One of Starmer’s key election promises in 2024 was to improve public services, eroded by years of austerity after the global financial crisis of the late 2000s.

But waiting lists for healthcare remain above pre-pandemic levels with lengthy backlogs for many services while there remains widespread exasperation ​at under-resourced local government and justice services and disrepair across road networks.

Meanwhile, the global cost-of-living crisis is biting particularly hard in Britain, which has high income inequality compared to other developed nations.

Inflation has pushed interest rates higher than in the eurozone, and high exposure to gas prices also means Britain's economy has been hit harder than others by the Iran war.

Starmer is also seen as failing to tackle the dominant political issue of illegal immigration – despite net migration figures falling – which has boosted the ratings of anti-immigration party Reform UK.

Many of these issues – the after-effects of the Covid-19 pandemic and Brexit, and the current impact of the Iran war – are not Starmer’s doing but impact his popularity nonetheless.

It is “quite plausible that, for various reasons, we're in such an anti-politics moment that pretty much any prime minister would be deeply unpopular”, Johns says.

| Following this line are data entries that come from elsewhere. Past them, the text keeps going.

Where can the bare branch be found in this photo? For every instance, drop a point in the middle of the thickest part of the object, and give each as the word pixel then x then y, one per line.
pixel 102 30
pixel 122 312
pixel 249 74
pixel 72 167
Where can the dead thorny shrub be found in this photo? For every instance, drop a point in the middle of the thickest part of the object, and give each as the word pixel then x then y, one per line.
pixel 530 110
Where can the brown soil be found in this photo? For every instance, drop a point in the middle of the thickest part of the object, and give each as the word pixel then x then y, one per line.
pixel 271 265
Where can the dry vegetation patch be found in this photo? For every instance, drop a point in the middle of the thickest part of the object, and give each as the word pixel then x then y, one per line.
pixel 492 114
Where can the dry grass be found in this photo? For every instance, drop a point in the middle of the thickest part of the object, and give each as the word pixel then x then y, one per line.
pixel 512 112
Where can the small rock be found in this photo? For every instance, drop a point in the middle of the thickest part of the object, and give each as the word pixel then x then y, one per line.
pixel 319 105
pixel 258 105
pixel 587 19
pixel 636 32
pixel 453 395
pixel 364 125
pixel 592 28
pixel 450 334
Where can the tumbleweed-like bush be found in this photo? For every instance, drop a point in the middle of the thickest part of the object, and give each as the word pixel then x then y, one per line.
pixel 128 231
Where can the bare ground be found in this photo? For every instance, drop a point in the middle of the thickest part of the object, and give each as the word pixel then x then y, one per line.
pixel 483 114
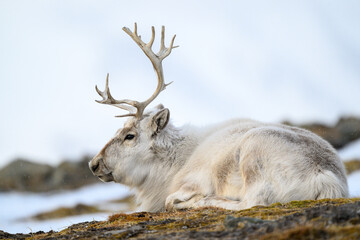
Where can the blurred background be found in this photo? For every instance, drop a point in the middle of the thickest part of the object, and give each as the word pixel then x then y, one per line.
pixel 274 61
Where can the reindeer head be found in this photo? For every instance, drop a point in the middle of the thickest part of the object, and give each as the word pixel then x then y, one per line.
pixel 126 158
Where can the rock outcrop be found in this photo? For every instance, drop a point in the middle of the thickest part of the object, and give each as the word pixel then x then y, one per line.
pixel 23 175
pixel 346 130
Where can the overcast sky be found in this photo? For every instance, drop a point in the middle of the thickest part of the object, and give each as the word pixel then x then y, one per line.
pixel 266 60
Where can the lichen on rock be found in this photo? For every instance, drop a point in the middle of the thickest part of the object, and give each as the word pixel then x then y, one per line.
pixel 310 219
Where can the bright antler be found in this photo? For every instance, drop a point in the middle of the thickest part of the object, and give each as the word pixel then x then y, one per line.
pixel 156 60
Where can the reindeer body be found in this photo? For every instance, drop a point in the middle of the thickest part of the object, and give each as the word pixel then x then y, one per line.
pixel 234 165
pixel 239 164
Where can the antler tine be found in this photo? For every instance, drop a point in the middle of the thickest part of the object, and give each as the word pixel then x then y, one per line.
pixel 156 60
pixel 108 99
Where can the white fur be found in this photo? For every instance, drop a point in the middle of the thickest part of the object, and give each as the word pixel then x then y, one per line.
pixel 234 165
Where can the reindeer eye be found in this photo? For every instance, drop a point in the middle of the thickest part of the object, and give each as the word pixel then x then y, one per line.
pixel 129 137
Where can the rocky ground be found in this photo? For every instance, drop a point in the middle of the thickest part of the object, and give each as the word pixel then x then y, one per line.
pixel 24 175
pixel 321 219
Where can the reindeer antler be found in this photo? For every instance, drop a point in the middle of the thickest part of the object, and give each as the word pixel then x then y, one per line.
pixel 156 60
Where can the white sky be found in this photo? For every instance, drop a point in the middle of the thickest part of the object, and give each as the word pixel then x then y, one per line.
pixel 266 60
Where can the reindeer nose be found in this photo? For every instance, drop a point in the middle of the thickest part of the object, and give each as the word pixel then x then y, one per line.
pixel 95 167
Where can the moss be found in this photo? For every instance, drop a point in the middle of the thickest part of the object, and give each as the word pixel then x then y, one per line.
pixel 327 218
pixel 66 212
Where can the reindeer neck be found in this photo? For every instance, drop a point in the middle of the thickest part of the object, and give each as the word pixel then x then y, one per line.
pixel 172 149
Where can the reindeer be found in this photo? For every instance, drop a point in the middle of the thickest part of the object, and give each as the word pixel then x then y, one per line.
pixel 233 165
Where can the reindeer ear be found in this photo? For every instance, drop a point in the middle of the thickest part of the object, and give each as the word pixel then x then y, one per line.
pixel 160 120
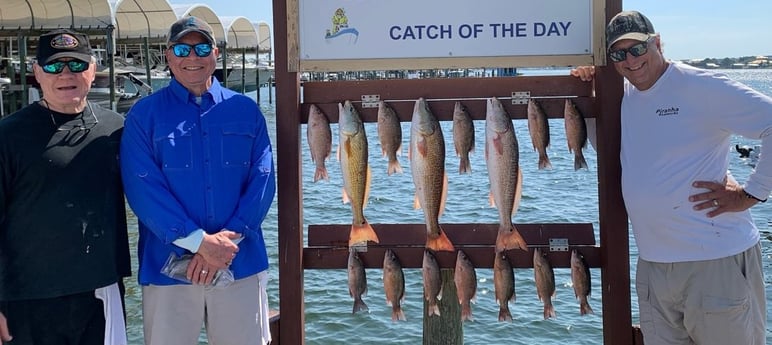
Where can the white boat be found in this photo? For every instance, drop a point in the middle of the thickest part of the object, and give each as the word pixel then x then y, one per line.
pixel 128 89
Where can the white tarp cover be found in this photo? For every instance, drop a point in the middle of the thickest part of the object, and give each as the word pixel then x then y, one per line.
pixel 16 15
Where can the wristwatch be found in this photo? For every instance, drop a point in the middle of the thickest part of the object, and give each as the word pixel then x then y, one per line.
pixel 749 196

Many Labour MPs now fear that Starmer has become so deeply unpopular that if he continues to lead the party he will erode any chance of its success in future elections and hand the premiership to Reform UK leader and Brexit-backer Nigel Farage.

Reform UK leader Nigel Farage poses to show off his socks as he visits a polling station in Walton-on-the-Naze, eastern England on May 7, 2026. © Chris Radburn, AFP


Starmer is “effectively toxic”, Torbitt says, adding it’s time for him to “do the selfless thing and hand over to somebody else”.
‘Ambitious programme’

But the prime minister – in one of the bolder moves of his career – is so far refusing to go.

This is perhaps because Tuesday’s challenge to his leadership came at an unusual time, just one day ahead of the annual King’s Speech during which the monarch opens parliament by reading a speech written by the government – in this case, Starmer’s – officialising its policies.

The event is one of the major set pieces of UK politics, and this year provided a chance for the chronically embattled Starmer to make good on a pledge Monday that his government would be "better" and bolder.

In the introduction Starmer vowed to move "with greater urgency" on an "ambitious programme" to make Britain "stronger and fairer".


King Charles III lays out UK government agenda as Starmer's job hangs in the balance

© France 24
04:16

Proposals included deepening Britain's relationship with the European Union, fully nationalising British Steel, reforming the asylum system, lowering the voting age to 16 and cracking down on ticket touts.

It remains to be seen whether Starmer will be around to implement them – but any successor may face similar difficulties, Johns says.

“Given that the economic outlook is bleak and it's hard to see where good news is coming from, I don't think anyone would find it easy to be a popular Labour prime minister in the short or medium term.”